Verbose (wastes tokens):
The following is information from the employee handbook regarding vacation policy. According to the document titled "Employee Handbook 2024" in the section about "Paid Time Off", it states that full-time employees are entitled to fifteen days of paid vacation per year, which accrues monthly at a rate of 1.25 days per month...
Optimized (same information, fewer tokens):
[vacation-policy.pdf, §Paid Time Off]
• Full-time: 15 days/year, accrues 1.25 days/month
• Rollover: max 5 days to next year
• Request: 2 weeks advance notice required
Token reduction: 60%+
Measuring Context Efficiency
Track these metrics:
1. Token Efficiency Ratio
efficiency = quality_score / tokens_used
Compare responses with different context strategies at the same quality level.
2. Context Utilization
utilization = relevant_tokens / total_tokens
What percentage of your context is actually contributing to the answer?
3. Cost per Quality Point
cost_efficiency = (token_cost * tokens_used) / quality_score
Are you paying more for marginal improvements?
Common Anti-Patterns
Anti-Pattern 1: "Dump Everything"
Retrieving 20 documents "just in case" and stuffing them all into context.
Fix: Retrieve more, select fewer. Use reranking to pick top 3-5.
Anti-Pattern 2: "Verbose System Prompts"
Multi-paragraph instructions that could be bullet points.
Fix: Rewrite system prompts quarterly. Challenge every sentence.
Anti-Pattern 3: "Full Conversation History"
Keeping every message since conversation start.
Fix: Summarize or prune aggressively. Users don't notice.
Anti-Pattern 4: "Document as Context"
Inserting full documents instead of relevant excerpts.
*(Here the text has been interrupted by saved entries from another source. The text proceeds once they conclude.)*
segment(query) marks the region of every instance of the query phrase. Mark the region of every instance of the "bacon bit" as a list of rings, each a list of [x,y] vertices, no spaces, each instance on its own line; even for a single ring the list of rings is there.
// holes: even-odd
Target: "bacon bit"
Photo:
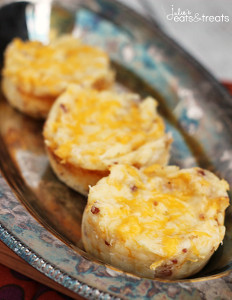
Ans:
[[[140,169],[140,165],[139,164],[133,164],[133,167],[135,167],[136,169]]]
[[[118,162],[117,162],[117,161],[114,161],[114,165],[118,165]]]
[[[157,276],[158,275],[158,276]],[[155,277],[165,278],[172,275],[172,270],[170,268],[163,268],[162,270],[159,270],[158,274],[155,275]]]
[[[215,218],[215,221],[217,222],[217,224],[219,226],[220,224],[219,224],[218,218]]]
[[[96,207],[96,206],[92,206],[92,207],[91,207],[91,213],[92,213],[92,214],[96,215],[96,214],[98,214],[99,212],[100,212],[100,209],[99,209],[98,207]]]
[[[202,169],[198,169],[198,170],[197,170],[197,173],[198,173],[199,175],[205,176],[205,172],[204,172],[204,170],[202,170]]]
[[[182,249],[182,252],[183,252],[183,253],[187,253],[188,250],[187,250],[186,248],[184,248],[184,249]]]
[[[132,185],[132,186],[130,187],[130,189],[131,189],[132,192],[136,192],[136,191],[138,190],[138,188],[137,188],[136,185]]]
[[[200,214],[199,215],[199,219],[202,220],[202,221],[204,221],[205,220],[205,215],[204,214]]]
[[[110,246],[110,244],[107,241],[105,241],[105,244],[106,244],[106,246]]]
[[[172,275],[172,265],[165,264],[155,270],[155,278],[166,278]]]
[[[60,104],[60,108],[63,110],[63,112],[65,112],[65,113],[68,112],[67,107],[63,103]]]
[[[99,78],[93,84],[93,88],[96,89],[96,90],[98,90],[98,91],[102,91],[106,87],[107,87],[107,81],[105,81],[104,78]]]
[[[157,206],[159,203],[158,203],[157,201],[154,201],[153,204],[154,204],[155,206]]]
[[[177,259],[173,259],[173,260],[172,260],[172,263],[175,265],[175,264],[178,263],[178,260],[177,260]]]

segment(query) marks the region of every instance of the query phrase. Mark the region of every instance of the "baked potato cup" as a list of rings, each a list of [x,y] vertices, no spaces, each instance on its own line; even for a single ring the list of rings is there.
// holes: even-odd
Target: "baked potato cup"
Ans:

Fix: Always chunk and select. Full documents waste tokens.
The ROI
Context Window Engineering typically delivers:
- 40-60% cost reduction — Fewer tokens per request
- 30-50% latency improvement — Less to process
- 10-20% quality improvement — Less noise, more signal
The ROI compounds: lower costs enable more iterations, better testing, and faster shipping.
Conclusion
Context windows will keep growing, but the principles remain constant:
- Every token must earn its place
- Compress without losing meaning
- Prioritize relevance over completeness
- Budget explicitly, measure continuously
The best AI engineers treat context like a scarce resource—because it is.
The difference between a $10K/month AI bill and a $100K/month AI bill is often just context window engineering.
What's your context utilization rate?